In this paper, the performances of horizontal axis tidal turbines with three different blade pitching angles, i.e., 50°, 60° and 70°, have been evaluated using STAR-CCM+. The numerical simulation results show that the larger the pitch angle is, the greater the pressure difference between the upstream and the downstream surface of the blade is, and the pitch angle is greatly affected by the force on the impeller in the X axis direction of the incoming flow. When the pitch angle is increased from 50° to 60°, the impeller rotation speed increases by 33% and the average kinetic energy acquired increases by 77%.
With the rapid development of the global economy and technology, the demand for energy in human society is increasing. Fossils, coal and other traditional energy sources are facing a situation of imminent depletion after long-term high-intensity mining and consumption by human beings.
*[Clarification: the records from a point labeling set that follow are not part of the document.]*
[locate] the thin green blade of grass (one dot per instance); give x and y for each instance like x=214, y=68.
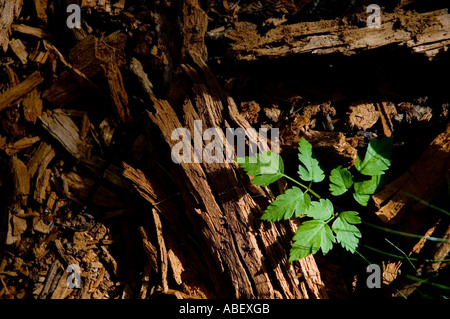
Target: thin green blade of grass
x=422, y=201
x=401, y=257
x=403, y=253
x=397, y=232
x=426, y=281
The long-term large-scale use of fossil energy has led to a series of problems such as environmental pollution, global warming, and rising energy costs (Chen,2019), and the development and utilization of renewable energy has become one of the importance measures for the sustainable development of human society. Tidal energy and other marine energy sources have the advantages of strong regularity, predictability and high energy density. The horizontal axis power flow energy turbine as the core device for converting power flow energy into electrical energy has high energy acquisition efficiency and good self-starting performance (Wang, 2006; Gao, 2016; Schonbom, 2007; Khan, 2009), and has been widely used. For horizontal axis tidal turbine units, the study of the influence of the pitch angle of the power flow turbine on the hydrodynamic power of the impeller can provide an important reference basis for the design of the turbine control system (Gu, 2019).
Yonglin Li (2010) conducted velocity analysis and force analysis on the blades of vertical axis ocean current power generation turbines, and on the basis of this analysis, a preliminary pitch design scheme was proposed, and it was found that the scheme could improve the hydrodynamic performance of vertical axis ocean current power generation turbines through verification. Zhe Xie (2011) designed and produced a 1kW horizontal axis pitch turbine prototype, and conducted efficiency experiments based on flow rate and pitch angle turbine, which verified the advantages of low starting flow rate and high efficiency compared with fixed pitch turbine. De Jesus Henriques et al (2016) studied the effect of pitch angle on horizontal shaft power flow turbines considering the coexistence of wave currents, and found that increasing the pitch angle can effectively reduce the effect of waves on water turbines.